Potential-based reward shaping is commonly used to incorporate prior knowledge of how to solve the task into reinforcement learning because it can formally guarantee policy invariance. As such, the optimal policy and the ordering of policies by their returns are not altered by potential-based reward shaping. In this work, we highlight the dependence of effective potential-based reward shaping on the initial Q-values and external rewards, which determine the agent's ability to exploit the shaping rewards to guide its exploration and achieve increased sample efficiency. We formally derive how a simple linear shift of the potential function can be used to improve the effectiveness of reward shaping without changing the encoded preferences in the potential function, and without having to adjust the initial Q-values, which can be challenging and undesirable in deep reinforcement learning. We show the theoretical limitations of continuous potential functions for correctly assigning positive and negative reward shaping values.
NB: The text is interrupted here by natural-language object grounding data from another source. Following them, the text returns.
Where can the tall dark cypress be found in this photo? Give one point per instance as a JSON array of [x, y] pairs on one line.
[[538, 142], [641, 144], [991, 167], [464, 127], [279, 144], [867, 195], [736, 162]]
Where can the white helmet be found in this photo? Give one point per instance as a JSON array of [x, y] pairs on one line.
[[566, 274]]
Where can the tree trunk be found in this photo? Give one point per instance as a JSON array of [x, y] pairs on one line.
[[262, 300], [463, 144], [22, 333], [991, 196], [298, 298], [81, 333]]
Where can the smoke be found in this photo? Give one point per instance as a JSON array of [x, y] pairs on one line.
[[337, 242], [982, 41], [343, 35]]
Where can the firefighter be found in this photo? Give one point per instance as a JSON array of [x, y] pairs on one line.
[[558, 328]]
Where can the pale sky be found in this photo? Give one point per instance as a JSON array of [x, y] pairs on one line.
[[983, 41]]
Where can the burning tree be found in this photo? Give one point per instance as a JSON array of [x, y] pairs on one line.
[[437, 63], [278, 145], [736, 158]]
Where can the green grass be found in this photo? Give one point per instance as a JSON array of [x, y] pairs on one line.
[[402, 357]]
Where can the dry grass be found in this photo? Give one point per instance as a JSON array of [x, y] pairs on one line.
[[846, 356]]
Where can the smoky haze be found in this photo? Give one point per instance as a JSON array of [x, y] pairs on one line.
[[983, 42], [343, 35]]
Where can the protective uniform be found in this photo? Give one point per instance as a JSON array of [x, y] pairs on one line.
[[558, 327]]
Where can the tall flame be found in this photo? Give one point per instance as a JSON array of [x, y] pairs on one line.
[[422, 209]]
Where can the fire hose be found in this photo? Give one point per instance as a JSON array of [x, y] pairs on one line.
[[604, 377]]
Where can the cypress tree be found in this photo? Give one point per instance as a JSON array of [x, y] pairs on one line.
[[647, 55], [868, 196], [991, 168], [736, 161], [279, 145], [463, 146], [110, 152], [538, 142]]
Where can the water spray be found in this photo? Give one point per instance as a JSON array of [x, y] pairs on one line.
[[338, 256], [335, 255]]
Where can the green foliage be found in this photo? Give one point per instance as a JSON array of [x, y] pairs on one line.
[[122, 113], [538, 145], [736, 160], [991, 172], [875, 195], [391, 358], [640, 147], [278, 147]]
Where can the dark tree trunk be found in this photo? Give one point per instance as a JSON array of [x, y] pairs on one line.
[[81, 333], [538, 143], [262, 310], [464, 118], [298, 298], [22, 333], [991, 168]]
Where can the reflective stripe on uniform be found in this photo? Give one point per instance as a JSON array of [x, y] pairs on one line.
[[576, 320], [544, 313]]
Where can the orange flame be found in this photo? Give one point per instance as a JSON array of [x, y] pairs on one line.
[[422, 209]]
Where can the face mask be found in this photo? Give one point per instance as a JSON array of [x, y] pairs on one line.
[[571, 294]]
We verify our theoretical findings empirically on Gridworld domains with sparse and uninformative reward functions, as well as on the Cart Pole and Mountain Car environments, where we demonstrate the application of our results in deep reinforcement learning.

Paper Structure

This paper contains 20 sections, 17 equations, 4 figures.

Figures (4)

  • Figure 1: Average length of evaluation runs (with $\epsilon=0.05$) on a 25x25 Gridworld with potential-based reward shaping where $\Phi(s) = V^*(s)$.
  • Figure 2: Plots of the reward shaping F that will be added to the reward given the difference $\delta$ between the next potential and the previous potential with the hue representing the value of the previous potential. All plots are for $\gamma = 0.75$. For the plots of exponential PBRS the difference $\delta$ is defined as the difference in the original (linear) potential functions.
  • Figure 3: Gridworld results for the two different reward functions goal-directed and on-step. The figures in the top row show the results for the goal-directed reward function. The figures in the bottom row show the results for the on-step negative rewards. Each plot shows the length of the evaluation episodes for different values of the shifting bias $b$. Each graph showing the mean length of the ten evaluation runs with fixed exploration rate $\epsilon=0.05$ that were run every 250 training steps averaged over five separate training runs. Shaded areas showing the standard error of the mean.
  • Figure 4: Results of Cart Pole and Mountain Car experiments for different values of the bias parameter $b$. Each plot showing the length of the evaluation episodes that were run every 500 steps averaged over five evaluation runs per training run and plotting the mean of ten separate training runs with the shaded area being the standard error of the mean.